Law pumps brakes on cellphone use

In order to decrease the number of driving accidents, legislation on mobile cellular usage has been proposed in various states.

Law enforcement officers in 22 states and Washington, D.C. have collected information at crash scenes regarding the role of mobile phones.

Approximately 243,294 accidents occurred last year because of distractions. Of these, 366 were due to cell phones, according to the Drivers Distraction Report from the State of Florida Department of Highway Safety and Motor Vehicles.

Florida is one of many states that have laws that restrict the use of mobile phones while driving.

New York, New Jersey and Washington D.C. prohibit drivers from using hand-held mobile phones unless the usage of a hands-free device is used.

Statue FLS 316.304 states that in Florida cellular phone use is permitted as long as it provides sound through one ear and allows surrounding sound to be heard with the other ear.

Although Florida does not prohibit the use of cell phones, students are worried that one day this law will be enacted.

Nancy Metayer, 20, a second year environmental science student from Fort Lauderdale said she feels that driving while on the phone is dangerous. But she still does not want Florida to enact a law to prohibit it.

“I see it from both perspectives [as in] how it does become dangerous,” Metayer said. “If you’re responsible enough to drive and talk you should be liable for any accident you may cause.”

Statistics from FDHSMV show that drivers in the age groups of 18-25 account for the largest percentage of driver distracted crashes. Approximately 66 percent of all crashes resulting from driver distraction occurred during daylight hours and 34 percent occurred during non-daylight hours.

States such as California, Connecticut, Illinois, Maine, Maryland, Nebraska and North Carolina prohibit the use of hand-held wireless devices by drivers under the age of 21.

Past studies show that lack of experience makes younger drivers less proficient with handling additional distractions while driving.

Even though some students don’t agree with the law, they think it should be implemented in order to decrease the number of accidents.

Eliana Green, 25, a fifth year cardiopulmonary student from Colombia, S.C. said she doesn’t like the idea of prohibiting cell phone use while driving, but she does agree.

“I feel it is right.

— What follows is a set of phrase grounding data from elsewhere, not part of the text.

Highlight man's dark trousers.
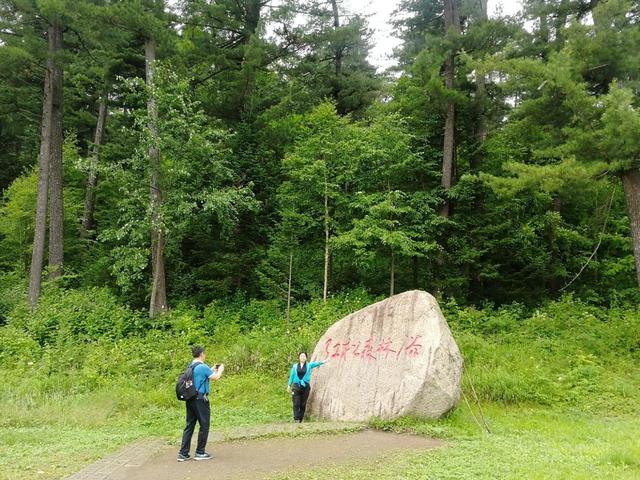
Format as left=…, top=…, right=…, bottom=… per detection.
left=179, top=394, right=210, bottom=455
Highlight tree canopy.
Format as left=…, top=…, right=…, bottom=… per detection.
left=1, top=0, right=639, bottom=315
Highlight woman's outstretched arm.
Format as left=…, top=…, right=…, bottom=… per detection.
left=309, top=358, right=330, bottom=369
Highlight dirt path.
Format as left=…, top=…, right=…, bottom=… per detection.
left=126, top=430, right=440, bottom=480
left=67, top=427, right=442, bottom=480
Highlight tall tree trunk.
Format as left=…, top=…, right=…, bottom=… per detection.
left=478, top=0, right=487, bottom=18
left=621, top=169, right=640, bottom=288
left=81, top=99, right=107, bottom=237
left=146, top=37, right=168, bottom=316
left=553, top=0, right=571, bottom=46
left=323, top=172, right=330, bottom=302
left=47, top=20, right=64, bottom=280
left=286, top=249, right=293, bottom=324
left=239, top=0, right=262, bottom=118
left=243, top=0, right=261, bottom=39
left=28, top=32, right=55, bottom=308
left=471, top=0, right=488, bottom=172
left=390, top=250, right=395, bottom=297
left=330, top=0, right=342, bottom=78
left=330, top=0, right=344, bottom=110
left=440, top=0, right=460, bottom=218
left=536, top=0, right=550, bottom=55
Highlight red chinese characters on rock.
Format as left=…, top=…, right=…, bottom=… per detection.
left=376, top=337, right=396, bottom=359
left=402, top=335, right=423, bottom=358
left=323, top=335, right=423, bottom=362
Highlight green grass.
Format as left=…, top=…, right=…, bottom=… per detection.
left=2, top=377, right=639, bottom=480
left=0, top=373, right=290, bottom=480
left=1, top=293, right=640, bottom=479
left=270, top=405, right=640, bottom=480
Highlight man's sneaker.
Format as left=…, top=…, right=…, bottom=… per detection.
left=177, top=453, right=190, bottom=462
left=194, top=452, right=212, bottom=461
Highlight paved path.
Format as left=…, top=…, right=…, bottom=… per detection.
left=65, top=423, right=442, bottom=480
left=64, top=438, right=167, bottom=480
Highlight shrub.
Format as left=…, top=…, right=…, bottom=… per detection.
left=7, top=287, right=147, bottom=345
left=0, top=287, right=638, bottom=413
left=0, top=272, right=25, bottom=325
left=0, top=325, right=41, bottom=365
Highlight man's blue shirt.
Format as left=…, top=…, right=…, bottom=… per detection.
left=192, top=362, right=213, bottom=394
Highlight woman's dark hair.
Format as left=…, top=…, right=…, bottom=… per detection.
left=298, top=351, right=308, bottom=362
left=192, top=346, right=205, bottom=358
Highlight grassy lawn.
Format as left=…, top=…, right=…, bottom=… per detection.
left=271, top=405, right=640, bottom=480
left=1, top=296, right=639, bottom=479
left=0, top=373, right=290, bottom=480
left=1, top=373, right=639, bottom=480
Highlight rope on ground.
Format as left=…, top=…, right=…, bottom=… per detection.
left=462, top=370, right=491, bottom=434
left=561, top=185, right=616, bottom=291
left=461, top=390, right=485, bottom=432
left=466, top=370, right=491, bottom=433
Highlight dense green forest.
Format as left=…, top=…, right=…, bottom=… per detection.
left=1, top=3, right=640, bottom=479
left=1, top=0, right=639, bottom=316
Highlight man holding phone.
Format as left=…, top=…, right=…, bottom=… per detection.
left=177, top=346, right=224, bottom=462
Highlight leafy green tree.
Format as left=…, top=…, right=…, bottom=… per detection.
left=336, top=190, right=437, bottom=296
left=1, top=0, right=85, bottom=304
left=274, top=103, right=358, bottom=301
left=484, top=0, right=640, bottom=290
left=101, top=65, right=256, bottom=310
left=334, top=114, right=439, bottom=296
left=0, top=173, right=37, bottom=273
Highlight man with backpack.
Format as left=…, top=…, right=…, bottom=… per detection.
left=177, top=346, right=224, bottom=462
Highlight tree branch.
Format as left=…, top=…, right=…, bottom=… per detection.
left=560, top=184, right=616, bottom=291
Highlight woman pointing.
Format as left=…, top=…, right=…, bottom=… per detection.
left=287, top=352, right=328, bottom=422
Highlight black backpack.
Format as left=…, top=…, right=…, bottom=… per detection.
left=175, top=362, right=201, bottom=401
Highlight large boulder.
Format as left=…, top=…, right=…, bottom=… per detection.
left=308, top=290, right=463, bottom=421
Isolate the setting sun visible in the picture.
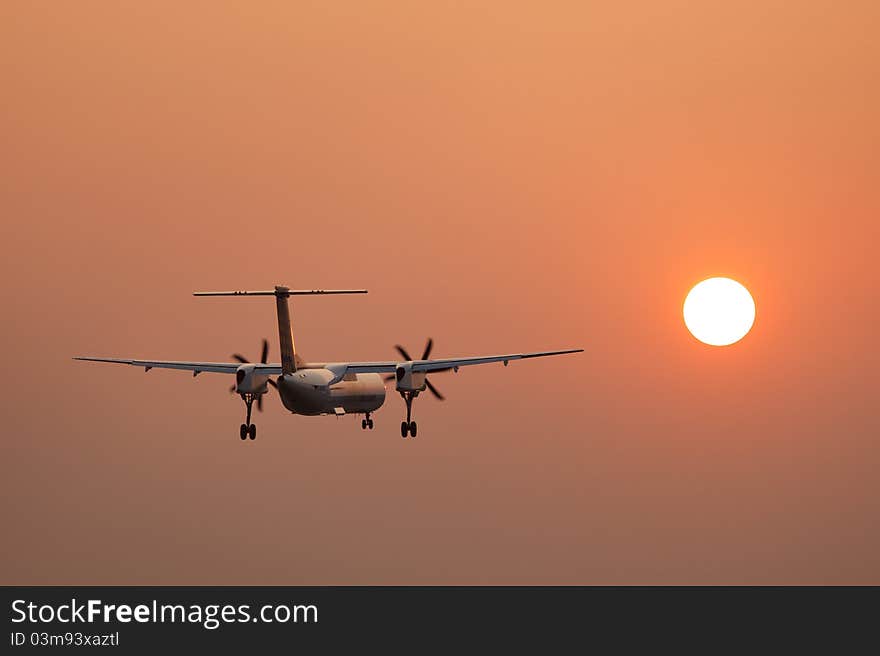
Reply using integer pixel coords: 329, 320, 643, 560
683, 278, 756, 346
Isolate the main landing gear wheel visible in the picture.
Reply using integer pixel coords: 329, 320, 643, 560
238, 393, 260, 441
400, 391, 419, 438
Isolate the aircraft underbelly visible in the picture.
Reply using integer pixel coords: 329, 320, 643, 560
279, 372, 386, 416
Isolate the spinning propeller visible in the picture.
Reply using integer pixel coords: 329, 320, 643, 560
385, 337, 450, 400
229, 338, 277, 411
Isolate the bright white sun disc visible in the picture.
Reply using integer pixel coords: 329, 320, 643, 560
683, 277, 755, 346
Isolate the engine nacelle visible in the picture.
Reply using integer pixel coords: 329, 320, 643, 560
394, 362, 426, 393
235, 364, 270, 395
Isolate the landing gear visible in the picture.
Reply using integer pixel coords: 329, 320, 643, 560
361, 413, 374, 430
239, 393, 258, 440
399, 392, 418, 438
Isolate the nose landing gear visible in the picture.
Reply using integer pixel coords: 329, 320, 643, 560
361, 412, 374, 430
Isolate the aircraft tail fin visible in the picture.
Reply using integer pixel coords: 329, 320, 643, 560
194, 287, 368, 375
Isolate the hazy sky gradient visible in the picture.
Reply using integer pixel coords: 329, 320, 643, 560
2, 2, 878, 583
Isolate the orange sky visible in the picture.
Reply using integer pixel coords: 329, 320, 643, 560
2, 2, 878, 583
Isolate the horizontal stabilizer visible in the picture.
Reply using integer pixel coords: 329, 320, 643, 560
194, 289, 367, 297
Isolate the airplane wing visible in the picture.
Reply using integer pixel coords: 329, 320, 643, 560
72, 357, 282, 376
342, 348, 584, 375
74, 348, 582, 377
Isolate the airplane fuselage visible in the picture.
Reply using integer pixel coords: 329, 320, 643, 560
277, 368, 386, 416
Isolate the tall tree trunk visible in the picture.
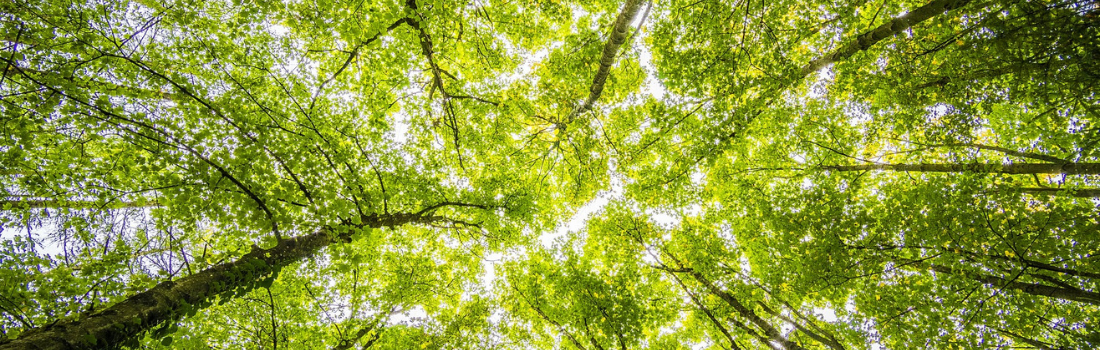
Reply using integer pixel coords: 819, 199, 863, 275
570, 0, 646, 120
656, 248, 807, 350
758, 303, 846, 350
686, 270, 809, 350
661, 267, 743, 350
798, 0, 974, 77
929, 264, 1100, 305
822, 162, 1100, 175
652, 242, 811, 350
0, 212, 441, 350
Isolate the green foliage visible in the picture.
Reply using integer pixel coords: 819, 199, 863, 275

A lot of accidents happen when people talk on the phone because people are not aware of what’s going on outside,” Green said.

The use of cell phones has increased over the last 20 years. It has been estimated that nearly 73 percent of drivers use their cell phone while driving, according to estimates from the Florida National Highway Traffic Safety Administration. Talking on the phone while driving increases your chance of an accident up to four times.